Forensic discrimination of fiber microspectrophotometry data by resampling and repeating two-sample hypothesis testing

Abstract

Textile fibers are important forensic trace evidence in criminal investigations. Colored textile fibers are often analyzed using non-destructive microspectrophotometry. However, when the spectra of questioned and known samples are very similar, it is difficult to compare the spectra visually. Chemometric methods, such as principal component analysis and agglomerative hierarchical clustering, have been applied to microspectrophotometry data. In this study, we used two-sample hypothesis testing as a chemometric approach for discrimination of fiber samples without reducing or eliminating the dimensionality of the data. Cotton fibers dyed with vat dyes were analyzed by microspectrophotometry. We examined suitable data types and statistical methods for test fiber samples by resampling and repeating hypothesis testing.

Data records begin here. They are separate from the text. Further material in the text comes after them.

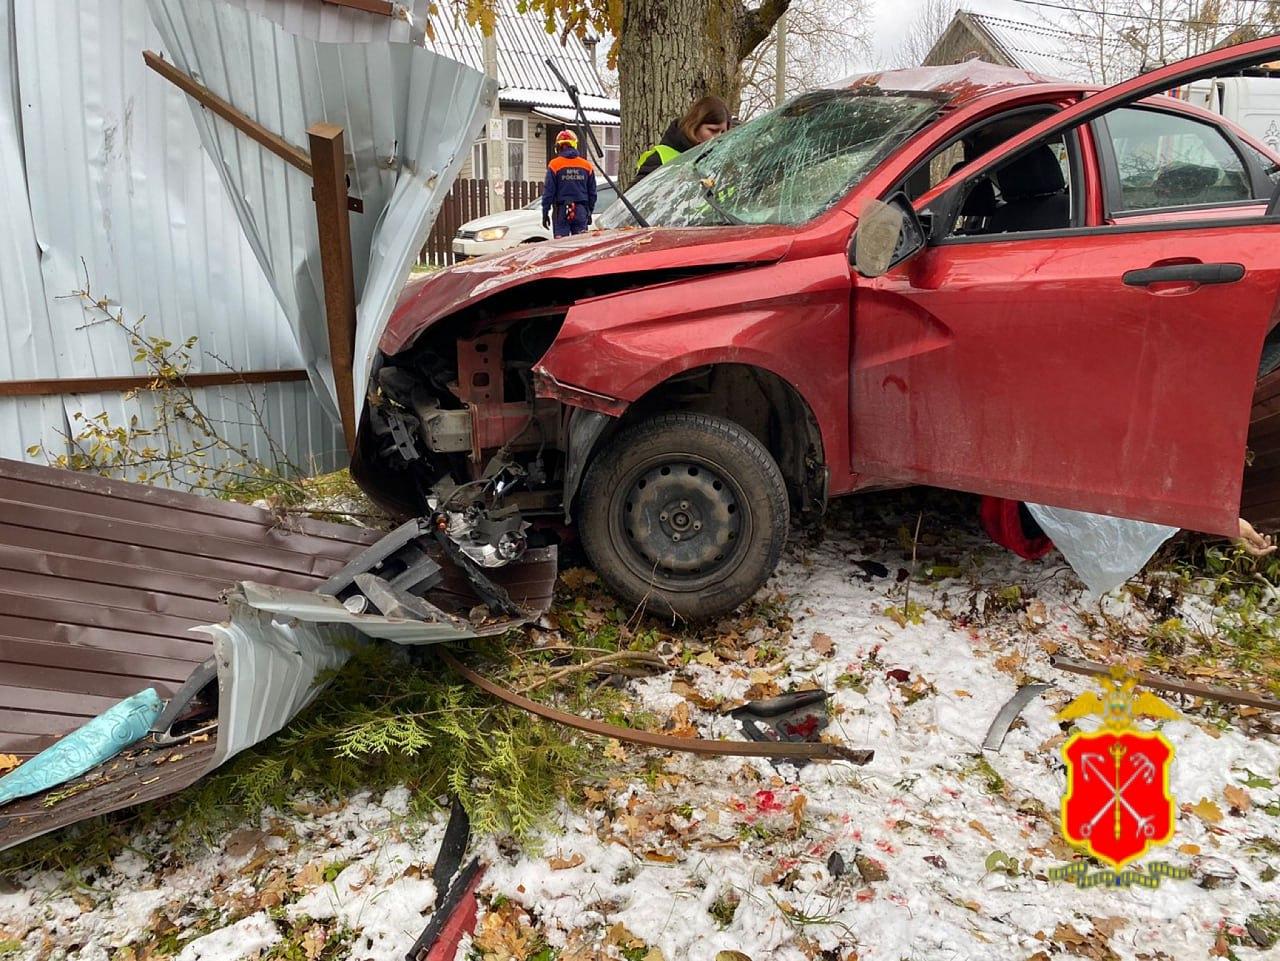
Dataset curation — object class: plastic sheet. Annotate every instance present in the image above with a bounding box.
[0,688,162,806]
[1026,503,1177,595]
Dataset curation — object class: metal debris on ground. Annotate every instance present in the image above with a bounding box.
[982,683,1053,752]
[439,651,871,764]
[731,689,834,766]
[1050,654,1280,712]
[0,459,556,851]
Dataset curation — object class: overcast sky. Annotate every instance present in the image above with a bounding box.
[855,0,1037,72]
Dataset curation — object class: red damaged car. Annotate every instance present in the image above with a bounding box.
[354,38,1280,619]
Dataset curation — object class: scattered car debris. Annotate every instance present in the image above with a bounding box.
[405,798,482,961]
[437,650,871,764]
[730,689,833,766]
[0,459,556,852]
[410,858,486,961]
[982,683,1053,752]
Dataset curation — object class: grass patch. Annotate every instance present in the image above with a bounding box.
[965,757,1006,796]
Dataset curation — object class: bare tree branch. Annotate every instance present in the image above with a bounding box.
[738,0,793,62]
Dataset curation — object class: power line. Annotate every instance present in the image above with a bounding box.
[1013,0,1267,28]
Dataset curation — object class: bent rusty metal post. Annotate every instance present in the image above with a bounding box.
[1050,655,1280,713]
[143,52,360,452]
[143,51,313,176]
[320,0,396,14]
[308,123,359,453]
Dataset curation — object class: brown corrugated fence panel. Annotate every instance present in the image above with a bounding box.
[0,458,380,759]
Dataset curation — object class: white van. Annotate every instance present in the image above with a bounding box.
[1184,76,1280,153]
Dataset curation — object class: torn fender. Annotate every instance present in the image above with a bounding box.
[533,249,855,478]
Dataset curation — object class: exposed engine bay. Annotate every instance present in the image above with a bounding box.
[362,295,574,570]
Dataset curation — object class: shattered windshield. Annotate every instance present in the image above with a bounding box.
[601,90,940,228]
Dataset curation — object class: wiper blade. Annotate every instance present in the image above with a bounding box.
[698,177,745,225]
[544,58,649,229]
[690,151,744,226]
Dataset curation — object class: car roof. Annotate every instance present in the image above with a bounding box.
[832,60,1083,108]
[827,59,1264,136]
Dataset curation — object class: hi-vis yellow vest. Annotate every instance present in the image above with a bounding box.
[635,143,680,171]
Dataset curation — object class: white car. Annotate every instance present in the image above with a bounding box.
[452,185,619,259]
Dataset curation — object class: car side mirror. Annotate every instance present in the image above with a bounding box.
[852,193,927,278]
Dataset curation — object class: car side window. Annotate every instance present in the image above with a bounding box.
[945,134,1074,237]
[1102,107,1251,212]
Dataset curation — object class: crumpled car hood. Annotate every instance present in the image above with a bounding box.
[379,224,797,355]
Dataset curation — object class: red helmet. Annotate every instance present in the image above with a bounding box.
[555,129,578,149]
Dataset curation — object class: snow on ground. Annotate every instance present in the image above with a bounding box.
[5,497,1280,961]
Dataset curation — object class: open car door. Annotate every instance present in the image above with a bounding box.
[850,35,1280,535]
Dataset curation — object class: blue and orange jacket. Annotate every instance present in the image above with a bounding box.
[542,148,597,217]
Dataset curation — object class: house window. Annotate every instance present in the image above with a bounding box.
[603,126,620,177]
[471,133,487,182]
[507,117,526,183]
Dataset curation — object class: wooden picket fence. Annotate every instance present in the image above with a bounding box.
[419,178,544,267]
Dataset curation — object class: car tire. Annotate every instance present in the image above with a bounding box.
[578,411,789,621]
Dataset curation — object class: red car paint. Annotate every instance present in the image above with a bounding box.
[377,42,1280,536]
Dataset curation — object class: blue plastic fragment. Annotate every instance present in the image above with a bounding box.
[0,688,164,806]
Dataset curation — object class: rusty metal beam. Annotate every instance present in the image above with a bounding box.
[0,369,309,398]
[1050,655,1280,712]
[320,0,396,14]
[308,123,359,453]
[143,50,313,176]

A combination of spectral data type and statistical method was identified that provided a good balance of type I (false exclusion) and type II (false inclusion) error rates in two-sample hypothesis testing of the fibers.The main advantage of our chemometric approach is that an appropriate method for samples can be selected by using the type I and II error rates. Furthermore, our method can use all the measured data for the calculation without reducing or eliminating the dimensionality of the data, so it is not necessary to reduce variables or smooth the spectrum. This statistical method also requires no training set. Therefore, two-sample hypothesis testing could be applied to fibers of different types, colors, or materials from those used in this study. Resampling and repeating two-sample hypothesis testing technique is promising as a new chemometric approach for comparing microspectrophotometry spectra.